Kate Spade LLC said Wednesday that it bought out its Japanese joint venture partner.
The Fifth & Pacific Cos. Inc.-owned Kate Spade acquired the 51 percent interest held by KSJ Co. Ltd., a subsidiary of Sanei International Co. Ltd. The purchase price for the Kate Spade Japan buyout, including debt repayment, related transaction fees and use of Kate Spade Japan’s cash on hand, totaled $47.6 million.
Kate Spade is also required, during the fourth quarter, to make a post-closing asset adjustment payment to Sanei in conjunction with the buyout. Kate Spade said it does not expect the post-closing payment to be material. It also doesn’t anticipate the buyout to have an impact on adjusted earnings before interest, taxes, depreciation and amortization for 2012.

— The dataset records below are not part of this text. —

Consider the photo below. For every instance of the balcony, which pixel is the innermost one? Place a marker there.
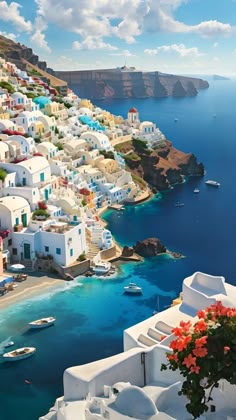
(4, 233)
(18, 228)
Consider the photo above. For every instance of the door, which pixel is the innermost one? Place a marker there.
(24, 219)
(46, 194)
(27, 251)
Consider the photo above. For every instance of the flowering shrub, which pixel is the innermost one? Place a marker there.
(204, 353)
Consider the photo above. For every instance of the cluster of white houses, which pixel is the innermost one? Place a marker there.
(56, 170)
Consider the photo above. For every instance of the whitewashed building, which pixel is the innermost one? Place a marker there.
(130, 385)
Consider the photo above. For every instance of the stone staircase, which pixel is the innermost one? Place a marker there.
(93, 251)
(28, 265)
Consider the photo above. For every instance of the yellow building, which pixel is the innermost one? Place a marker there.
(86, 103)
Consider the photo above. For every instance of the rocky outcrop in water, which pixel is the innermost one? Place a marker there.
(149, 247)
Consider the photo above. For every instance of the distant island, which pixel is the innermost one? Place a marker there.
(127, 82)
(217, 77)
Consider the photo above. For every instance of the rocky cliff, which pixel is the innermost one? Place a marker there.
(129, 83)
(160, 168)
(17, 53)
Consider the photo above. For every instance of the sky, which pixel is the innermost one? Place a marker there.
(172, 36)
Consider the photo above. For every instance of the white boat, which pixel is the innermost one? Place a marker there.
(212, 183)
(101, 267)
(9, 344)
(42, 323)
(178, 204)
(19, 354)
(132, 288)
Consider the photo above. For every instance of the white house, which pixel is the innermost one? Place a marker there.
(26, 144)
(14, 210)
(130, 385)
(97, 140)
(4, 152)
(32, 172)
(47, 149)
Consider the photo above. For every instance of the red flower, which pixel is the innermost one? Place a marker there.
(195, 369)
(200, 342)
(200, 326)
(201, 314)
(200, 352)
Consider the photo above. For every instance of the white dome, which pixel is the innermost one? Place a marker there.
(133, 402)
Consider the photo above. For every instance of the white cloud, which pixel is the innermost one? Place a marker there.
(180, 49)
(9, 35)
(11, 13)
(125, 19)
(90, 43)
(212, 28)
(124, 53)
(38, 37)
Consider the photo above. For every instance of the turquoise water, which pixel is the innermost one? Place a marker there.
(93, 312)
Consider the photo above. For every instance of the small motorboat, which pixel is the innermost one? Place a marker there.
(42, 323)
(101, 267)
(212, 183)
(178, 204)
(9, 344)
(132, 288)
(19, 354)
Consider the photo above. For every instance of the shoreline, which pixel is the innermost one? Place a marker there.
(33, 286)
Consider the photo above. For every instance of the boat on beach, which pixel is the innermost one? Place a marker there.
(42, 323)
(132, 288)
(19, 354)
(9, 344)
(212, 183)
(101, 267)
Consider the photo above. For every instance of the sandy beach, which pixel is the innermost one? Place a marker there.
(34, 285)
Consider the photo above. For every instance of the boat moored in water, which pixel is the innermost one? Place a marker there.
(42, 323)
(19, 354)
(212, 183)
(101, 267)
(9, 344)
(132, 288)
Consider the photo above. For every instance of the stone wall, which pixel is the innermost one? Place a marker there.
(106, 254)
(50, 266)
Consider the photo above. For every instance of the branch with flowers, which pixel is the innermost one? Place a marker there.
(204, 353)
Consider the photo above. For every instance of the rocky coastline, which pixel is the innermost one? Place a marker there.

The Japan buyout is part of Kate Spade’s international expansion push, which includes recent store openings in the U.K., Dubai, Kuwait and Brazil. The company intends to extend its retail expertise in Japan to its business in the rest of Asia.
According to the New York-based company, Kate Spade Japan was formed between Sanei and Kate Spade in August 2009. In Japan, it operated the Kate Spade and Jack Spade businesses. The company will continue to operate those businesses in Japan through its subsidiary.
For Kate Spade Japan’s fiscal year ended Aug. 31, net sales were about $88 million, an increase from the prior fiscal year of 20 percent on a local currency basis. Excluding charges, the Japanese company recorded adjusted operating margins in the high-single digits and EBITDA in the lowdouble digits, according to the company. Kate Spade Japan, which distributes its products mainly through 53 points of sale, said more than 90 percent of net sales in the Japan business last year came from the direct-to-consumer business.
Kate Spade, which has been a bright spot for Fifth & Pacific, recently reported third-quarter adjusted operating profits of $9 million, up from $5 million in the year-ago period, as sales jumped 35.1 percent to $102 million.